Meeting with the executive of EBU I am struck by their drive and enthusiasm. Piecing together strands of beekeeping education from high school agricultural classes and from trial and error – especially risky with “hot” African bees – a very few have accumulated some hives. As luck would have it there is a promising apiary site, “a mile by a mile” of dense small trees of species mainly suited to bees and honey. We travel along with paths to the site by “market truck” (a trailer with motorbike at the front) and discuss supplying water for colonies in the dry season. No problem they say, and I believe them. After assessing many potential groups, a buzz of sustained enthusiasm and the feel of a competent executive are indicative of rapid progress. This feels good.
Back in the community we discuss course participation – should we gain funding. Giving this project a secure and dynamic start will mean yet another few thousand pounds to be raised, a challenge in itself. Here, there are single mothers, fishermen, young educated men who will be lost to insecure, menial jobs in Accra the capital unless they can earn enough locally, other youth both male and female struggling to complete their education. We can make a difference here.
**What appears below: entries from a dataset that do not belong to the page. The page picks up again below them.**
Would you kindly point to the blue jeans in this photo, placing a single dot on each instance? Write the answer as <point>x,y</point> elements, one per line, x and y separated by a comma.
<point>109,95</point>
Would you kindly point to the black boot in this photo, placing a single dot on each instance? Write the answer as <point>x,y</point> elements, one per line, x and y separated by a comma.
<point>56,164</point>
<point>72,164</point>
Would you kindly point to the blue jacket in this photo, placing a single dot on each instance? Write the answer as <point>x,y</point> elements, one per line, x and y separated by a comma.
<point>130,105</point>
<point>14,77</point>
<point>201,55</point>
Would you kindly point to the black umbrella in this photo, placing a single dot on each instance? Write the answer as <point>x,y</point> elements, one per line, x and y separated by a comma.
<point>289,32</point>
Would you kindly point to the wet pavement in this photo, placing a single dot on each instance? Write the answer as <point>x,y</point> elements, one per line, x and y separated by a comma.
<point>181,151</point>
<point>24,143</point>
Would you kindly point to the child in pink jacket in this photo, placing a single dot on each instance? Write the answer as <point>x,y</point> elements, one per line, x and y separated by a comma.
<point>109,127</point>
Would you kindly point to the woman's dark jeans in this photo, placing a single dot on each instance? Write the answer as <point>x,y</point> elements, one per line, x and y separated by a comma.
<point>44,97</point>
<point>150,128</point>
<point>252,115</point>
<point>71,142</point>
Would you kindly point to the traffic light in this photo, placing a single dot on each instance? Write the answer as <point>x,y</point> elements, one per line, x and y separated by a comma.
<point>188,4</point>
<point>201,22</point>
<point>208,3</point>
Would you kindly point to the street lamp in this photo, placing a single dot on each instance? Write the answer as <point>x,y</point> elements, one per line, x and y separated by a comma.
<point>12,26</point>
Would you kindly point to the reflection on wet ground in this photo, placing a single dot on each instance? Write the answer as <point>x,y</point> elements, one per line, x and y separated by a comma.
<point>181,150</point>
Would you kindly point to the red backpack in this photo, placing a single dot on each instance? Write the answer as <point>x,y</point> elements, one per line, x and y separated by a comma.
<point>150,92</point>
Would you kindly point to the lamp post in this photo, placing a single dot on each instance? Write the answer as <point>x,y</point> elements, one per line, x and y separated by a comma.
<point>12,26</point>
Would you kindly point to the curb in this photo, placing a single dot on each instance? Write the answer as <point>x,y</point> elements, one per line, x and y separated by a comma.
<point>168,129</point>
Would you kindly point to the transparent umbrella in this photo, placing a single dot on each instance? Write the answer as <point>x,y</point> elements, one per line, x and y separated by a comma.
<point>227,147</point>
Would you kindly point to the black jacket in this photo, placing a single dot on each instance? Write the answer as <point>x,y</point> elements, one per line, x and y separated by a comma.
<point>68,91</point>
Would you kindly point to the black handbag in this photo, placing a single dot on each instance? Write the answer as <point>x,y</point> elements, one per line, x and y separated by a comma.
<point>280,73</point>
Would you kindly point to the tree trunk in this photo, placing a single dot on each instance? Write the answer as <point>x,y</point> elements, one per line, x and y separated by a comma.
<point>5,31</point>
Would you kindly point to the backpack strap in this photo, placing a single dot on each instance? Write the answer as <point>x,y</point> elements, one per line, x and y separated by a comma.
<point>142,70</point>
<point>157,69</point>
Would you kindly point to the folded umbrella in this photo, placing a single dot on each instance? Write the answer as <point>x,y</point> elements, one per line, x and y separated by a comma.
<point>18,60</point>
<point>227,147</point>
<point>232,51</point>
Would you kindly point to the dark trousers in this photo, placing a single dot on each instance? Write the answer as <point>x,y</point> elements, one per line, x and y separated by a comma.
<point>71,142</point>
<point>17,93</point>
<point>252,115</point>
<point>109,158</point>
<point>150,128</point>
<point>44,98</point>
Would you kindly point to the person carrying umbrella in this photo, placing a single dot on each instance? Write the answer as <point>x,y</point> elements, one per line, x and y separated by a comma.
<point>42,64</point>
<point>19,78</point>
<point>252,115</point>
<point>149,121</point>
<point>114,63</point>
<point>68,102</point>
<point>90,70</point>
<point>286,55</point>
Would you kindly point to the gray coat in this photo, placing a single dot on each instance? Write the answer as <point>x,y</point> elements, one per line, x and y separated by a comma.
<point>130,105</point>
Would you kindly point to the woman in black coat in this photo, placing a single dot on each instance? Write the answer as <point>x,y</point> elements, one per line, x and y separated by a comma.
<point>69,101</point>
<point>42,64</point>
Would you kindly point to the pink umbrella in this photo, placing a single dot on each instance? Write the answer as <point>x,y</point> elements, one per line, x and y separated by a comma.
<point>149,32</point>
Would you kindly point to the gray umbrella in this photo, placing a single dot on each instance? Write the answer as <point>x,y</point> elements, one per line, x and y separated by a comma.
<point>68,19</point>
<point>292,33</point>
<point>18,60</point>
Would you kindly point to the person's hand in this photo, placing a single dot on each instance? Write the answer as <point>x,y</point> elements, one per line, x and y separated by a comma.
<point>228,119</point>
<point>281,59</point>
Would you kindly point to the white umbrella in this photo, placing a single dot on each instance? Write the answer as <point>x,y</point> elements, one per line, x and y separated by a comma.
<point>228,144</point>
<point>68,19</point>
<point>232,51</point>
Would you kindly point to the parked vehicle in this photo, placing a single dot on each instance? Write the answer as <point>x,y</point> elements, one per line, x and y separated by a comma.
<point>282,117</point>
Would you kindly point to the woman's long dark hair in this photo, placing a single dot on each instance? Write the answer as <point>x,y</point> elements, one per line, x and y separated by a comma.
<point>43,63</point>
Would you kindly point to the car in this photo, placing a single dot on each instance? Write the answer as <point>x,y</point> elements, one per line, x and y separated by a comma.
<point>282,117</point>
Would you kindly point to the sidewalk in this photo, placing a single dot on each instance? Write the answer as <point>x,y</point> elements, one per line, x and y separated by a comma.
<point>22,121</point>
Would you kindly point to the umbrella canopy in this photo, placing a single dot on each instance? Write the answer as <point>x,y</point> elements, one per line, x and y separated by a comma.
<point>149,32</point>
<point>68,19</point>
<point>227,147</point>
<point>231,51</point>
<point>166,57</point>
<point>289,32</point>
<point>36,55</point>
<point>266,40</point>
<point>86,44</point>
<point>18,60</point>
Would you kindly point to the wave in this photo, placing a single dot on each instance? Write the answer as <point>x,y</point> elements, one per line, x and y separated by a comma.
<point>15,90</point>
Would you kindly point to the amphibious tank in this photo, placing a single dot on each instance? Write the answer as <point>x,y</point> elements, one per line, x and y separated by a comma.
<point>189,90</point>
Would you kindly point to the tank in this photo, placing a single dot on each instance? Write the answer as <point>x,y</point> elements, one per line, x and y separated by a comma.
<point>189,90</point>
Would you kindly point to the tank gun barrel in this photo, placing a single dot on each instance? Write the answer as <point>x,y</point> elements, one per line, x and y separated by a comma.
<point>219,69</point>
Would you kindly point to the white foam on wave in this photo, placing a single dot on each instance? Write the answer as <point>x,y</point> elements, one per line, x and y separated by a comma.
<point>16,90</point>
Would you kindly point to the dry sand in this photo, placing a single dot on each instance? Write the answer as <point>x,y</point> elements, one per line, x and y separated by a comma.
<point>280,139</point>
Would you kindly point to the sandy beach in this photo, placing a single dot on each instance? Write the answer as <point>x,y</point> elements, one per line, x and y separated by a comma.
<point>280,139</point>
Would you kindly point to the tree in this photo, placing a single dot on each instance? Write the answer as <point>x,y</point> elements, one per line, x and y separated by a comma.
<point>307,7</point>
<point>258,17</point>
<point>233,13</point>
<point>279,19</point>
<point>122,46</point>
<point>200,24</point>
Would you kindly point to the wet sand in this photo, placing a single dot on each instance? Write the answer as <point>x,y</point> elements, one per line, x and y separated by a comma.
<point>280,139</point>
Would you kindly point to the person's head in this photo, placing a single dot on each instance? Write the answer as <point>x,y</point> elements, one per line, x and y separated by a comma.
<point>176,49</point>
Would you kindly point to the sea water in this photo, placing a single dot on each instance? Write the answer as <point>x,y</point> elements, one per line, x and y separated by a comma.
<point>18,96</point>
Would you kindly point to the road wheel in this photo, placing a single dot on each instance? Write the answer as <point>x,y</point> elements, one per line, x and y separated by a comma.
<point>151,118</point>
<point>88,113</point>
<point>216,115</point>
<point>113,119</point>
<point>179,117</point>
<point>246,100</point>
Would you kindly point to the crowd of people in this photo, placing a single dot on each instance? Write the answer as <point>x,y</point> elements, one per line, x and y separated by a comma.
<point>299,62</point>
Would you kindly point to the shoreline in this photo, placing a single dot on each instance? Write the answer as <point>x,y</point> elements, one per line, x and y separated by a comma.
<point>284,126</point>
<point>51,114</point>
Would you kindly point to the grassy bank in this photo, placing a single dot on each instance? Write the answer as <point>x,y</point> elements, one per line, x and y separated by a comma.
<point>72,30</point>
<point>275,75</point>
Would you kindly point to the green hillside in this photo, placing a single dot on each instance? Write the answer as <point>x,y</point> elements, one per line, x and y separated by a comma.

Our Partnership Managers are usually expert beekeepers and have access to over 20 years of practical experience and success working in challenging environments.
Even better my newest trainer, Michael, is not only a bee farmer and equipment trader, but an effective role model. Michael built up his business from nothing as a teenager so he could complete his school education, but he also knows the community and has already has their trust. And so the seeds of a project are sown, and, in time, a tangible difference can be made here with honey money. Imagine improved diets and attainment through being able to purchase the infrastructure for even modest market gardens along the shore, pollinated, of course, at least in part by honeybees. Imagine reduced fishing and children being in school rather than at grave risk on the water.
And you can help. Just a few pounds – the price of a high street coffee and cake – towards this project will help boys like Simon, now 18, who began school just last year after helping his father fish throughout his childhood, to complete his education and secure his future.
*Until very recently, some fishermen here were guilty of using child slaves to work on their boats as elsewhere on the Lake, an unbelievably dangerous and unacceptable practice, but specialist NGOs the police and the navy are working hard to drive through prosecutions and heavy fines to end the practice. Providing alternative or additional incomes – through beekeeping for example – are critical in this fight because otherwise some fishermen will be forced to pull their own young children out of school to help instead.